Pourquoi une telle mise à l’écart ? Parce que le monde du travail est structuré autour de règles et de normes sociales implicites. Des codes rarement explicités, qui deviennent des barrières invisibles. À cela s’ajoutent des discriminations persistantes relevant en grande partie d’une méconnaissance profonde de l’autisme : stéréotypes sur les aptitudes, refus d’adapter les environnements de travail, parcours professionnels rendus instables et précaires.
L’image erronée et pathologisante de la différence et du handicap invisibilise les capacités réelles des personnes autistes. Beaucoup ont par exemple une attention fine aux détails, une forte capacité de concentration, une manière singulière d’aborder les problèmes, parfois plus rigoureuse ou plus créative. Quand les environnements cessent d’être hostiles, ces capacités enrichissent réellement les manières de penser et d’organiser le collectif.

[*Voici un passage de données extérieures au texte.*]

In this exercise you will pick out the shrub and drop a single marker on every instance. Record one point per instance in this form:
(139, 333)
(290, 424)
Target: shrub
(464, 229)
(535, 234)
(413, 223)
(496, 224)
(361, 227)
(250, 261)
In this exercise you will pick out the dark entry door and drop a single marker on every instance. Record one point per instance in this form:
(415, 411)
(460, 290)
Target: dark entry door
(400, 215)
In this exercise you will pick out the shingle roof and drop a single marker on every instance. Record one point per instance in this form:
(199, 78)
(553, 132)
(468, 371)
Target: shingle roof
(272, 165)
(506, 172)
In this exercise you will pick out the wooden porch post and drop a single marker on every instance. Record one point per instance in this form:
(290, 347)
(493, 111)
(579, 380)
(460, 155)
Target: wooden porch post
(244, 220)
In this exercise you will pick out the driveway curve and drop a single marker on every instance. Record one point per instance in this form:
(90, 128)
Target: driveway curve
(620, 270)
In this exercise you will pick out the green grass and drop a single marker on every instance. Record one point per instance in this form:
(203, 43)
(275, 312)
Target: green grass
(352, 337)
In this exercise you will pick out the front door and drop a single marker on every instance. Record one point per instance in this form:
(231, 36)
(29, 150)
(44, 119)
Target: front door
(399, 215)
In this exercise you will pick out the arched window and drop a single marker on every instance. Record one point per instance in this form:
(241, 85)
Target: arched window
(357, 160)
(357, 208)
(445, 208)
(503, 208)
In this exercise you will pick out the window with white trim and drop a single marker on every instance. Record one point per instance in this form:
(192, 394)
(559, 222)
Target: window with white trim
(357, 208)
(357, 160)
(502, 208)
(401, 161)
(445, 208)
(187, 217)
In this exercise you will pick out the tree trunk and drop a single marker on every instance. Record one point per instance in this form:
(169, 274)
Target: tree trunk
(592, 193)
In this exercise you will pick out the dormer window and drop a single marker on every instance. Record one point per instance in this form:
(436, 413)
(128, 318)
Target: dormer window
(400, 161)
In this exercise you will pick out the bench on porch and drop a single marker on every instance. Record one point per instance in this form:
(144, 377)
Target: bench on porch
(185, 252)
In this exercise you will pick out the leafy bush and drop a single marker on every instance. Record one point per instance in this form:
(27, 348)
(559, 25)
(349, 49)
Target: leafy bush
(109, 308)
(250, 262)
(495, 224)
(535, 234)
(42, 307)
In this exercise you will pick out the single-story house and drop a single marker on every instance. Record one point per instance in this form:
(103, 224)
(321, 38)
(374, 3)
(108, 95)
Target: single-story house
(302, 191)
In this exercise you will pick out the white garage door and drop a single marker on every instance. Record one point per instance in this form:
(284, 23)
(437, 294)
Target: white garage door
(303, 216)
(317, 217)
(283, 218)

Dans notre société, travailler est une condition pour survivre : se loger, se nourrir, exister socialement. Être exclu du travail, c’est être exposé à la précarité. Mais le problème ne se limite pas à l’exclusion. Il touche à la nature même du travail aujourd’hui. Un travail globalement aliénant, structuré par des logiques de rentabilité, qui impose des normes et des rythmes sans tenir compte des réalités humaines – ni des limites de notre planète, sacrifiée sur l’autel du profit. Au-delà de l’intégration, c’est le système lui-même qui doit être interrogé.
C’est là que le problème devient politique. On demande aux individus de s’adapter à un monde rigide, dont les normes abîment déjà une large partie de la population et ne servent réellement les intérêts que d’une minorité privilégiée, qui surfe sur la misère d’un monde à bout de souffle. Plutôt que de transformer cette société pour la rendre réellement vivable pour toutes et tous, on réduit des différences à des déficits, là où elles pourraient ouvrir d’autres manières de penser et de vivre. On continue d’imposer un modèle qui trie les individus selon leur capacité à se conformer, au lieu de questionner ce qui devrait l’être : les normes elles-mêmes.
Que reste-t-il à faire quand survivre dépend d’un système violent qui rend les humains jetables et détruit les conditions même du vivant ? Ne plus chercher à s’y conformer, mais construire autre chose.